Macao's economy, especially its hotels, are highly dependent on outside labor given its small population. Of 679,600 residents as of Dec. 31, 28.9% were so-called "nonresident workers," including those from mainland China and Hong Kong.
"We are seeing a lot more of these returnees carrying the virus, but we have not picked up... transmission of the virus within our own community yet," Singapore Minister for National Development Lawrence Wong said on Wednesday.

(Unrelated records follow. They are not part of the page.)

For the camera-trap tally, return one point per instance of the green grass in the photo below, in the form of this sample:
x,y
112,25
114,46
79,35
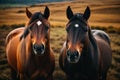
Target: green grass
x,y
58,36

With some 70% of the city-state's infections coming in from abroad, the government issued a plea for all residents to refrain from going overseas. Anyone arriving after midnight Friday will have to self-isolate for two weeks with their location monitored via smartphone and random house visits.
Taiwan saw its case count more than double this week, to 135 as of Friday, due to arrivals from Europe and the U.S.
"We are very concerned and under massive pressure," said Chen Shih-chung, minister of health and welfare and head of the Central Epidemic Command Center, in a news conference. "The next two weeks will be crucial to see if we can still stay safe."
Taiwan on Thursday barred entrance of foreigners except diplomats and some business visa holders. Outbound tour group travel has been banned until the end of April. Returning locals face quarantine and a ban on using public transport.
Hong Kong has similarly tightened its restrictions on arrivals from abroad. Those who breach quarantine are subject to six months' imprisonment and fines of up to $25,000 Hong Kong dollars ($3,220). Lawmakers on Friday called for the government on Friday to go further and simply ban all nonresidents from entry, public broadcaster RTHK reported.
"This could be a long and exhausting battle, but it is important that we never become complacent," Yuen Kwok-yung, an infectious disease expert at the University of Hong Kong who helped fight the SARS epidemic, told Hong Kong media this week. "Once we slacken, we could be the next South Korea or Italy."